Apalachin Community Press, June 2001
 
You'll Pay for it 
Tomorrow on Monday . . .
by Terry Ward

 Ever notice how time off from work has two definite, distinct sections? There's the Friday night-Hallelujah-I'm-outta-here rush, and then there's the Sunday oh-my-gosh-I'm-going-back-to-that-place-tomorrow letdown. It's like a bi-polar, maniacal, mood swing that there is no drug for. No wonder everybody in this country acts so crazy.
 This week, I took two days off from work to coincide with the lovely federal government's gift to the working person, Memorial Day, giving me a five-day vacation. I may not be thrifty with money, but, boy, can I stretch my vacation time!  Can I tell you how wonderful it was?  No, I don't think that I can. Suffice it to say that there was actually enough time for me to stop thinking about work completely. In fact, at this moment, as I write this the night before I go back, work is something of vague, but unpleasant, memory that my subconscious refuses to allow to come into sharper focus. 
 Alas, that sharper focus will hit the fan in precisely nine hours and forty-five minutes. Gone will be the blissful afternoon naps, the ability to read whole books in one sitting, naps at eleven in the morning, orgies of junk TV, and did I mention, naps? 
 It's not even that I hate my job. I don't really. I actually kind of like it. If you can get past the part about a large segment of the population hating your guts, it's really a pretty interesting profession. It's just that it's so fun to be lazy.  To not have to do anything that you don't really want to. (Well, except wait on your sixteen-year old, but that's another story. Really a tale for a dark and stormy night.)  

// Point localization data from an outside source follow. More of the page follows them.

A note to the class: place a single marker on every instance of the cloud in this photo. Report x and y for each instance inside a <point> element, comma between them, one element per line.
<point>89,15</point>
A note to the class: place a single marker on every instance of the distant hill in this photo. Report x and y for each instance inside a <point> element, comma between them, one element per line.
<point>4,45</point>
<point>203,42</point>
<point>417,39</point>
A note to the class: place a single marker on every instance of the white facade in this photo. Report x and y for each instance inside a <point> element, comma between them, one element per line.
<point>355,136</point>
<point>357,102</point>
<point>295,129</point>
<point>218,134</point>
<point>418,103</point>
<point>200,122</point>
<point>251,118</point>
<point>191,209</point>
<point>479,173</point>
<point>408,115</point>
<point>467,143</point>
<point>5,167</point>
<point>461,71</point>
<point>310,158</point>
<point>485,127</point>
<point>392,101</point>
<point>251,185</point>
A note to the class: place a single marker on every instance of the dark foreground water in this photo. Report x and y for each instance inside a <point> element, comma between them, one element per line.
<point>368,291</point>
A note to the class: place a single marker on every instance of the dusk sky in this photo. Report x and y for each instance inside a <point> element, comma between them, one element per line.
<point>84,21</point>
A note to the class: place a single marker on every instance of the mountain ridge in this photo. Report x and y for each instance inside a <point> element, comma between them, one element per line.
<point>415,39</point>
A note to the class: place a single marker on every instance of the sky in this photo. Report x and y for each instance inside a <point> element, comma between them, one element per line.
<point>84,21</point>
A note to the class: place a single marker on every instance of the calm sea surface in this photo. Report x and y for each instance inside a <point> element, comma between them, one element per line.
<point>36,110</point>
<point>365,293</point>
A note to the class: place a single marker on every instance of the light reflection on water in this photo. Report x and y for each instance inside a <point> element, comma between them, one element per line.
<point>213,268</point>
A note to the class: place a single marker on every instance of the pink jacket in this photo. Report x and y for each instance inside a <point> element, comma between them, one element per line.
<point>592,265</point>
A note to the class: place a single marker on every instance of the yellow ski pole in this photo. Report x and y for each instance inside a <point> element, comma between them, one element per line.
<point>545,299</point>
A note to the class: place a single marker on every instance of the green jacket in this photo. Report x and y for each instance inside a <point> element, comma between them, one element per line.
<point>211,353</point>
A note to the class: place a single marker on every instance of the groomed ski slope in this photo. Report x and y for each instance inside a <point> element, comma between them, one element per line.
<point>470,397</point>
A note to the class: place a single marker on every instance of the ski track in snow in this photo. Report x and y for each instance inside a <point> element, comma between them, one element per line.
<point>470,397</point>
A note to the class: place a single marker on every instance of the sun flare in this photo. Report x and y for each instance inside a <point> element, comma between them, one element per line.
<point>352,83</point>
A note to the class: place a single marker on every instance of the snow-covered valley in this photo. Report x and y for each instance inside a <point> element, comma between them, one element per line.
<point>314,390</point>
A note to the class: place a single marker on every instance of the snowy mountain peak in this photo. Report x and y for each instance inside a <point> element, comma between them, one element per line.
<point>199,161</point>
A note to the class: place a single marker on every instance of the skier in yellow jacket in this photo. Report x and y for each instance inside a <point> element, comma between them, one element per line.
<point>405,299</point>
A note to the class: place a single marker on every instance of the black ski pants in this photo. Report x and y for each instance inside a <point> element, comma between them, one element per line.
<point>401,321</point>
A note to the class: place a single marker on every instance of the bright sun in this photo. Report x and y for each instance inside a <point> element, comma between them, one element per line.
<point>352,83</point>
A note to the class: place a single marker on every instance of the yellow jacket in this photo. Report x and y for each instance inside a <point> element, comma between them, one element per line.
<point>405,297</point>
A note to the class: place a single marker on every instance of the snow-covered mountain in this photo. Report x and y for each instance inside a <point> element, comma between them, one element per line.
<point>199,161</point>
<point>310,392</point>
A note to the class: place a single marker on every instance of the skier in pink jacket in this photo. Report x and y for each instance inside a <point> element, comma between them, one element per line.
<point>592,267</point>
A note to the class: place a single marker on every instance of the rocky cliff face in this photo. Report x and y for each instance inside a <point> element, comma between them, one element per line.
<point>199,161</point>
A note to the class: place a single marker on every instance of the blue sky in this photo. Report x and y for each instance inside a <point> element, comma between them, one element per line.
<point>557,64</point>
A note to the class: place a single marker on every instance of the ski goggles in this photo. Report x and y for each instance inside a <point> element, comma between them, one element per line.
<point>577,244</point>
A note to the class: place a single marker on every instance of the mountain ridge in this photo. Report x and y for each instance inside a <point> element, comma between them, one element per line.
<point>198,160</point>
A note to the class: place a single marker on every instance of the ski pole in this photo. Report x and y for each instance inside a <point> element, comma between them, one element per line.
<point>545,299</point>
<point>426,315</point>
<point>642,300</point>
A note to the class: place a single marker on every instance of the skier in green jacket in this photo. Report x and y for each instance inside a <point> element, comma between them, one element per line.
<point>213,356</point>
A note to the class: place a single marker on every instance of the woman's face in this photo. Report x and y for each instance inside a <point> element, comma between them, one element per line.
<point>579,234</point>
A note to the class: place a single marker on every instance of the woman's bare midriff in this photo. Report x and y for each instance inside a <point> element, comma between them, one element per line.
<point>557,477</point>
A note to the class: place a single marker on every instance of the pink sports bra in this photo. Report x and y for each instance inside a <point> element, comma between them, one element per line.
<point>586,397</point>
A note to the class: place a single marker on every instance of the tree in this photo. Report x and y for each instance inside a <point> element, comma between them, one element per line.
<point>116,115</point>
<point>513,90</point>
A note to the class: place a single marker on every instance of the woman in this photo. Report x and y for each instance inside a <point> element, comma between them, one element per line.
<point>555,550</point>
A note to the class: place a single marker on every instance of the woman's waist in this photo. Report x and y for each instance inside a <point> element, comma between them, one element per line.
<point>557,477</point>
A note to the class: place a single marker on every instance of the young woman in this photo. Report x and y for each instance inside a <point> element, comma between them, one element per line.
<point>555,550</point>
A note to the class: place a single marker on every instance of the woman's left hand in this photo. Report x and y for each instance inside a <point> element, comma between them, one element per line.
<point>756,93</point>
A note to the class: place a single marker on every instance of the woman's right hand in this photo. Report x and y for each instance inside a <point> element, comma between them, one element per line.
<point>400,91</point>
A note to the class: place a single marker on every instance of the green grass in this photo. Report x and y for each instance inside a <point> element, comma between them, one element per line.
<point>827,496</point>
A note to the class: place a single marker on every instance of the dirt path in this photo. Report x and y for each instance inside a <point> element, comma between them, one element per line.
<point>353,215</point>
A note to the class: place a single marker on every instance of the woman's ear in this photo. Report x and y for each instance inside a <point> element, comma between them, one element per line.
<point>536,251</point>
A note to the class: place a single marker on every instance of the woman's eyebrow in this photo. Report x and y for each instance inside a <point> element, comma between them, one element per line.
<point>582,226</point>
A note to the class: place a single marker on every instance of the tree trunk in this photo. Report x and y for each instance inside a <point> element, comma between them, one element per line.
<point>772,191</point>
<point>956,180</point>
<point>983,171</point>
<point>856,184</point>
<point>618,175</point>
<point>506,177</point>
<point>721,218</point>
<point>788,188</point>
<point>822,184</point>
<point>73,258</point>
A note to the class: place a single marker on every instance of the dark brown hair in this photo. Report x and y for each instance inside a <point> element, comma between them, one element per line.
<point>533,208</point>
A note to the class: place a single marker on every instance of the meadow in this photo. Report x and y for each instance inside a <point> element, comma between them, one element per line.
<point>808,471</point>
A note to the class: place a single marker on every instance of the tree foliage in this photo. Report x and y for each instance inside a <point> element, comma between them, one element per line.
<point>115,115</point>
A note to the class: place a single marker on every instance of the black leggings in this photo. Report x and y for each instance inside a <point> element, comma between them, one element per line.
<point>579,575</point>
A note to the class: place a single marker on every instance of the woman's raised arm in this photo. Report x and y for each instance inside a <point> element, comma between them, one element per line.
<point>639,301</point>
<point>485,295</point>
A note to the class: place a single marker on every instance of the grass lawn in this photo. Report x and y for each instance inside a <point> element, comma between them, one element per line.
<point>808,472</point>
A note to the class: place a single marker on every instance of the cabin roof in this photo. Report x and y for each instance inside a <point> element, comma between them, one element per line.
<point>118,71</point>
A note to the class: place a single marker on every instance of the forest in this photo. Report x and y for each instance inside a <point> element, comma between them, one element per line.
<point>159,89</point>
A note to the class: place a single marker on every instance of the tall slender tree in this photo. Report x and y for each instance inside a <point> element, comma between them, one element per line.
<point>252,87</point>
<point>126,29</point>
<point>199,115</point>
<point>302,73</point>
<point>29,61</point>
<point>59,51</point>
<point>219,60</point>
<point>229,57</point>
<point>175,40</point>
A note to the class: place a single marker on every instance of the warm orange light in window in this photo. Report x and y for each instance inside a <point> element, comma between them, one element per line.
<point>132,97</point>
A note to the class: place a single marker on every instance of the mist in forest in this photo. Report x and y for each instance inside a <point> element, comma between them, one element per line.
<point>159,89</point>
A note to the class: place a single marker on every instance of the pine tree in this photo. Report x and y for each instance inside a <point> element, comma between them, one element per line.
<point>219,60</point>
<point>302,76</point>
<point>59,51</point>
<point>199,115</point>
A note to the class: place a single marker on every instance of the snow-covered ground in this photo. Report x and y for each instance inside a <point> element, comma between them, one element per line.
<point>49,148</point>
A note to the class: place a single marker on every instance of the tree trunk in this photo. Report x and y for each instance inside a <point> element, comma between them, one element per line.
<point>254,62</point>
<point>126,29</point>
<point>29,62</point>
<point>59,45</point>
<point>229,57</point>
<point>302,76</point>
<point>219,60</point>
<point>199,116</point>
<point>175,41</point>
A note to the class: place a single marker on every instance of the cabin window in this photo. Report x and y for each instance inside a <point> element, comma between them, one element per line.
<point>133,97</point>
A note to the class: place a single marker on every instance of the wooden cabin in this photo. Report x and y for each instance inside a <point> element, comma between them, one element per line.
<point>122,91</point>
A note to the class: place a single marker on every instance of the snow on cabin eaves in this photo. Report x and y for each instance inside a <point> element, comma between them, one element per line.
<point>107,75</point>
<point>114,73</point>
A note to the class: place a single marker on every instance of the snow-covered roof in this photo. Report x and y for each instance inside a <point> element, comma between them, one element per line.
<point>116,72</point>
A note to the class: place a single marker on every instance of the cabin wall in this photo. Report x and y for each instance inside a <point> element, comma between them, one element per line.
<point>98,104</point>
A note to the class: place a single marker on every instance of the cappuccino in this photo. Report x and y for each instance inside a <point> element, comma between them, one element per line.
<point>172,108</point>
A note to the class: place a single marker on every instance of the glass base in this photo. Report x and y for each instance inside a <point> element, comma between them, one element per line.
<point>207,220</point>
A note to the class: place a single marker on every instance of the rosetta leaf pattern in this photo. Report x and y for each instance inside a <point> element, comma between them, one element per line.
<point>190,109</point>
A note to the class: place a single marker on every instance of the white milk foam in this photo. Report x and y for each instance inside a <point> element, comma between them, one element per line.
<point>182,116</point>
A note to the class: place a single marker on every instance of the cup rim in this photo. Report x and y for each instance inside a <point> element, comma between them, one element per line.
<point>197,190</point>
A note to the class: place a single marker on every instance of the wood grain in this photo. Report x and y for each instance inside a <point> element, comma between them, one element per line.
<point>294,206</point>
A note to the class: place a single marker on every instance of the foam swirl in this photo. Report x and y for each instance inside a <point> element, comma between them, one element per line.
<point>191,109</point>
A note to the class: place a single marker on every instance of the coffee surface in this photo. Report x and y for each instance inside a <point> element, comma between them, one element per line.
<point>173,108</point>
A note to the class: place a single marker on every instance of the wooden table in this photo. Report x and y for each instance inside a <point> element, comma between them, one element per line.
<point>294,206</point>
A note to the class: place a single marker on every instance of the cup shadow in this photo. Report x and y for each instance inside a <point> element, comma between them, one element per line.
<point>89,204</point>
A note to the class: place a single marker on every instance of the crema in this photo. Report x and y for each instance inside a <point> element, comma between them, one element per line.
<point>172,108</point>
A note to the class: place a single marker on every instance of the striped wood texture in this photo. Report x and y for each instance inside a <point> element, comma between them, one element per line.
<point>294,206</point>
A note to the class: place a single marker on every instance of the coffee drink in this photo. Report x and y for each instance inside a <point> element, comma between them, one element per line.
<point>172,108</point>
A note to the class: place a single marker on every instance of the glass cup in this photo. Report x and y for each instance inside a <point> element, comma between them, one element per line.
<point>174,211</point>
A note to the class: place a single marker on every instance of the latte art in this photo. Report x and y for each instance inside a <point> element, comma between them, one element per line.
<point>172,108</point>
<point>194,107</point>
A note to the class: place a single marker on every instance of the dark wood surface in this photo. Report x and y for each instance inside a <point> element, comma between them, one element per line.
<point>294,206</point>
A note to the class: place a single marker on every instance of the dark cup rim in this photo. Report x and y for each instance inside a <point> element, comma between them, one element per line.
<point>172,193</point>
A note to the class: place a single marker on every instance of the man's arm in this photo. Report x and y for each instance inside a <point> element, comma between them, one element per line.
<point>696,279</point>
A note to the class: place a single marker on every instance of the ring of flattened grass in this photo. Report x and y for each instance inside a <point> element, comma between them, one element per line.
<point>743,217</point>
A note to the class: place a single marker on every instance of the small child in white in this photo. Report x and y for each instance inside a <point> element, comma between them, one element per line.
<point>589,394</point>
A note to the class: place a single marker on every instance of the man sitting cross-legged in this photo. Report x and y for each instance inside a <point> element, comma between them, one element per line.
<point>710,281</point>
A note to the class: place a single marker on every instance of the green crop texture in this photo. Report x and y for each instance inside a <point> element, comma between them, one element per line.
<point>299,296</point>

 Ah, well. I suppose that, in the end, work provides that structure and balance that is oh-so-important to us hearty Puritanical types. Yup, I'll probably be pretty darned structured by the end of this week. I can just about imagine what my workload will be right now. You see, a five-day vacation fits into the Puritan ethic so well, because you're punished for your pagan idleness as soon as your foot crosses the threshold of your job. No kidding. I'm not sure that I've unburied myself yet from my Christmas vacation.
 Well, now that I've begun to think about it, that blurry picture is getting pretty sharp-edged right about now. Think I'll go eat chocolate or something. Maybe take a nap. Junk TV, anyone?